We use the following Indian Hindi audio call (SampleAudio.wav) with random English words to demonstrate the process.

We then walk you through the following high-level steps:

  1. Transcribe the audio file using the default Amazon Transcribe Hindi model.
  2. Measure model accuracy.
  3. Train the model with custom vocabulary.
  4. Measure the accuracy of the trained model.

Prerequisites

Before we get started, we need to confirm that the input audio file meets the transcribe data input requirements.

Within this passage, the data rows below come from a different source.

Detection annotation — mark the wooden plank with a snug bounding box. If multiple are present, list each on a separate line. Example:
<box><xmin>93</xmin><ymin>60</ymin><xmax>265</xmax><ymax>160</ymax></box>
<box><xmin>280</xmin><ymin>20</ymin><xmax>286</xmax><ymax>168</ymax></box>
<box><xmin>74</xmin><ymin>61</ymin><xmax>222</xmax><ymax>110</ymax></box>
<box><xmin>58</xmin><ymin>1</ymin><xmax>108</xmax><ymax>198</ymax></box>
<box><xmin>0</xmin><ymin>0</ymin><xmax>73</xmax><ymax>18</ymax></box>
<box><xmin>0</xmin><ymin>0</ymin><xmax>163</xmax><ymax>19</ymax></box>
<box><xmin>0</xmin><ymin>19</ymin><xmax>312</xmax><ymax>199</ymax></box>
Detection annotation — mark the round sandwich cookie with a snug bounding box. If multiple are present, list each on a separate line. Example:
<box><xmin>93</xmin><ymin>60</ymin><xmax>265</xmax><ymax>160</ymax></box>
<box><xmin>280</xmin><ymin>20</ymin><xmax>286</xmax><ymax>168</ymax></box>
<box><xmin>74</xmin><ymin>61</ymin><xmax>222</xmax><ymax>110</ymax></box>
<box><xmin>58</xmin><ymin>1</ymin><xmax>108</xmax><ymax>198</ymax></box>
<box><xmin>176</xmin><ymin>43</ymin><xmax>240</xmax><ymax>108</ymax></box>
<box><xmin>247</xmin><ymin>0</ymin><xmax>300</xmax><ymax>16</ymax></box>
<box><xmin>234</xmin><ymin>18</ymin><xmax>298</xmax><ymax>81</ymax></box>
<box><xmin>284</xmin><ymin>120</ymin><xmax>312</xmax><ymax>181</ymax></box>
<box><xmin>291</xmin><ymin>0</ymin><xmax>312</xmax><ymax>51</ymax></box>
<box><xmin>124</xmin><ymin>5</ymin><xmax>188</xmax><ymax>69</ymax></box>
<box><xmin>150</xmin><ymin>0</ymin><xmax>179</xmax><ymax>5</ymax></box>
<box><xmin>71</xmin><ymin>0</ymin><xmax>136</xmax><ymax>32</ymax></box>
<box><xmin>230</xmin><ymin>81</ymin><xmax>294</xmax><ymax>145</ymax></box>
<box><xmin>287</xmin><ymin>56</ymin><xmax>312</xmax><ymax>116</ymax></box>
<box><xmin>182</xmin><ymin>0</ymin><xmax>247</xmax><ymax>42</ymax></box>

A monophonic recording, also referred to as mono, contains one audio signal, in which all the audio elements of the agent and the customer are combined into one channel. A stereophonic recording, also referred to as stereo, contains two audio signals to capture the audio elements of the agent and the customer in two separate channels. Each agent-customer recording file contains two audio channels, one for the agent and one for the customer.

Low-fidelity audio recordings, such as telephone recordings, typically use 8,000 Hz sample rates. Amazon Transcribe supports processing mono recorded and also high-fidelity audio files with sample rates between 16,000–48,000 Hz.

For improved transcription results and to clearly distinguish the words spoken by the agent and the customer, we recommend using audio files recorded at 8,000 Hz sample rate and are stereo channel separated.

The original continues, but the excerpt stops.